Of the three predictor variables, only one is not significantly related to Satisfaction when holding the values of the remaining two variables constant: x17, or Has an attractive interior. Controlling for values of the other two variables, customers are apparently not interested in the attractiveness of the interior as they are to experience an enjoyable atmosphere and tasty food.

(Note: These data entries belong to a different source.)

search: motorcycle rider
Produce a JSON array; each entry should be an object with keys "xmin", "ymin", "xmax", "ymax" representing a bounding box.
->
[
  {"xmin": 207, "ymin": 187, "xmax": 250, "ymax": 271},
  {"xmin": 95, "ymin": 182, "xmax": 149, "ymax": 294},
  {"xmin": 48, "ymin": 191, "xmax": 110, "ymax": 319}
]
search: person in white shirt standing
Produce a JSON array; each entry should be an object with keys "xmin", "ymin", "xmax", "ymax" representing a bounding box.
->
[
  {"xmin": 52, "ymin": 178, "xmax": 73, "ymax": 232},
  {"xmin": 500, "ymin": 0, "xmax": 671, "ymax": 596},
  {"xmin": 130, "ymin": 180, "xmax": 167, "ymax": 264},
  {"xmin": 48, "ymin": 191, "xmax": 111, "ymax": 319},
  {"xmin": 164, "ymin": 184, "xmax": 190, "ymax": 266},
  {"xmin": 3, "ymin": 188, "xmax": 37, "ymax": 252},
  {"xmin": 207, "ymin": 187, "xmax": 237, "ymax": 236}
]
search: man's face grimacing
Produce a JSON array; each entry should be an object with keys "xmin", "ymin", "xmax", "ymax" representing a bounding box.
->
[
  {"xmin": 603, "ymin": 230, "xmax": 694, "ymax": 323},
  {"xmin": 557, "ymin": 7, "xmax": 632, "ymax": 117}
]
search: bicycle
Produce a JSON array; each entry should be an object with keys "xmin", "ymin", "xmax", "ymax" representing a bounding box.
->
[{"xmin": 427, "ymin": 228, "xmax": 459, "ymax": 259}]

How much variation is there of the residuals about the regression surface?
Model Fit
Standard deviation of residuals: 0.907 for 249 degrees of freedom
R-squared: 0.190 Adjusted R-squared: 0.180 PRESS R-squared: 0.159
Given the usual normal distribution of the residuals, the 95% range of variation of the residuals for the response variable is almost four, on a seven point scale. There is little confidence that any one particular value of the response variable for a given customer is close to the value consistent with the model, the fitted value. That is, the model does not appear to accurately predict the response variable.
The value of \(R^2=0.180\) is low, not far from zero. The model does not provide much predictive information using the three variables. The model does not do so much better at understanding the value of Satisfaction than does the null model, the mean of Satisfaction by itself. Still, Fun and Taste of the food appear to exert some influence on Satisfaction.
Consider these three predictor variables to predict satisfaction:
The analysis did not result in a strong understanding of the relationship of fun, attractiveness of the interior, and taste to customer satisfaction. However, there does appear to be some positive relationship between a fun atmosphere and the taste of the food to satisfaction with fun and taste held constant, so those aspects of the customer experience should be a focus for providing an experience that results in a satisfied customer who will provide repeat business. Still, other factors should also be investigated given that the obtained model does not have so much predictive power. Probably not worth investing much money in upgrading attractiveness, but good for management to be aware of the relationship.